The ECB said it will reduce its asset buys to 60 billion euros from next April from the current 80 billion euros, and extend purchase by an extra nine months from March. It also reserved the right to increase the size of purchases once again.

“The ECB is going to stay in the markets,” Draghi said in a press conference after the central bank’s statement.

“They are still going to buy a lot,” said Steven Englander, global head of foreign exchange strategy at Citigroup (NYSE:C) in New York. “The nine months is important because it pushes out the period over which you expect rates to be negative.”

The euro had strengthened ahead of Thursday's decision. It peaked at $1.0875 in the first minute after the statement before turning lower.

It last traded at $1.0617, down 1.26 percent on the day.

"Make no mistake, the ECB has eased monetary policy with this move," said Mizuho strategist Peter Chatwell.

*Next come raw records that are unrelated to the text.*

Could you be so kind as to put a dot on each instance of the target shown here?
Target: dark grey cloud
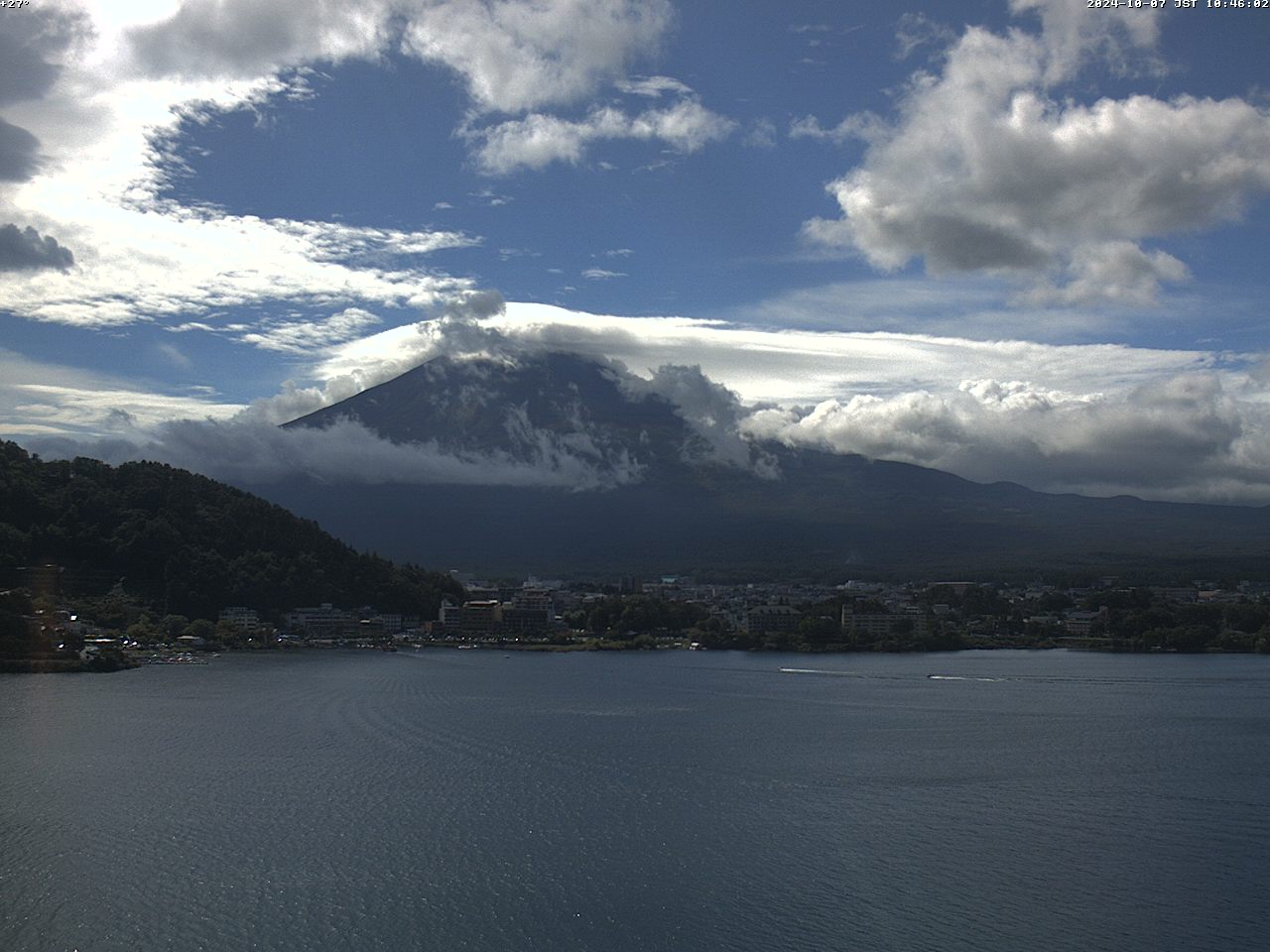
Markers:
(987, 168)
(26, 249)
(32, 49)
(24, 73)
(19, 153)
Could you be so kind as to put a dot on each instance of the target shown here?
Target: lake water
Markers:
(471, 800)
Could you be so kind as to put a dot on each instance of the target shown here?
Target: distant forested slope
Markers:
(186, 543)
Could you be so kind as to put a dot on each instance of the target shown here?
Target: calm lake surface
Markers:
(472, 800)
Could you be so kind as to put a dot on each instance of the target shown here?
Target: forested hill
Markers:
(186, 543)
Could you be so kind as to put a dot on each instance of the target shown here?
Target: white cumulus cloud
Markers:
(988, 168)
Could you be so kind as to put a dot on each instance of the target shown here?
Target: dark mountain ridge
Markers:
(668, 500)
(186, 543)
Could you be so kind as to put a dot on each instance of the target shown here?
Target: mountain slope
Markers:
(186, 543)
(670, 500)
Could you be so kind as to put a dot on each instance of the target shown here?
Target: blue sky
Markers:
(1006, 239)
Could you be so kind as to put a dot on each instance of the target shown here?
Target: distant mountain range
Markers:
(668, 488)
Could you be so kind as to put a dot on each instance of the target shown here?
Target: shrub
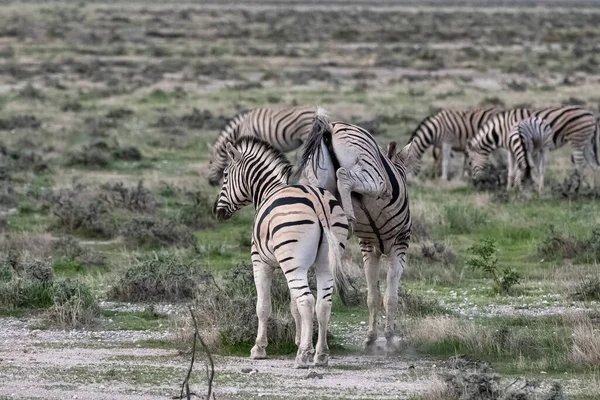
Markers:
(138, 198)
(197, 213)
(557, 247)
(485, 259)
(162, 276)
(150, 231)
(73, 305)
(78, 211)
(127, 153)
(463, 219)
(227, 314)
(588, 289)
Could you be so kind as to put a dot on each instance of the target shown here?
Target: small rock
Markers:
(313, 374)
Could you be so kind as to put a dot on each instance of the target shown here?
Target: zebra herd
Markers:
(348, 185)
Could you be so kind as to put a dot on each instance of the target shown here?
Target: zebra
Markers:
(284, 128)
(569, 124)
(449, 130)
(346, 160)
(536, 136)
(295, 226)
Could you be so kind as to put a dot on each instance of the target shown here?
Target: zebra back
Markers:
(450, 126)
(285, 129)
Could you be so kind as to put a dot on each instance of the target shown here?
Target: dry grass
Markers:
(438, 390)
(438, 329)
(586, 345)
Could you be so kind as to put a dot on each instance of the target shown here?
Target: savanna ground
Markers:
(107, 111)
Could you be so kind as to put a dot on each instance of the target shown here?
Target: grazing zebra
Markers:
(536, 136)
(295, 226)
(569, 124)
(285, 129)
(449, 130)
(346, 160)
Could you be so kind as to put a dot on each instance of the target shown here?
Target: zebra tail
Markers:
(311, 152)
(336, 265)
(596, 143)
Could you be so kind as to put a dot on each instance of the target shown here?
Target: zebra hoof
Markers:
(302, 361)
(321, 360)
(258, 353)
(351, 225)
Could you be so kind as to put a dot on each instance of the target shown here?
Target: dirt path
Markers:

The Federal Reserve is widely expected to raise interest rates for the first time this year when it meets next week, though it is also seen as likely to take a cautious tone on the economy.

Traders will be watching for any indications of how many rate increases Fed officials expect in 2017, after Donald Trump’s surprise election as U.S. President on Nov. 8 increased expectations of greater fiscal stimulus to boost economic growth.

“Last meeting we had seven participants looking for three or more hikes next year and I think it’ll be a big deal if that seven goes to 10 or 11,” said Citi's Englander.

That said, “they are also aware that rates are backing up and it might do damage to the housing market and the car auto market before any of this comes about, so I think they will be careful not to encourage it,” Englander said.

© Reuters. Arrangement of various world currencies including Chinese Yuan, Japanese Yen, US Dollar, Euro, British Pound, Swiss Franc and Russian Ruble pictured in Warsaw

The dollar index (DXY) against a basket of six major currencies gained 0.90 percent to 101.13. Against the yen <JPY=>, the greenback increased 0.38 percent to 114.18.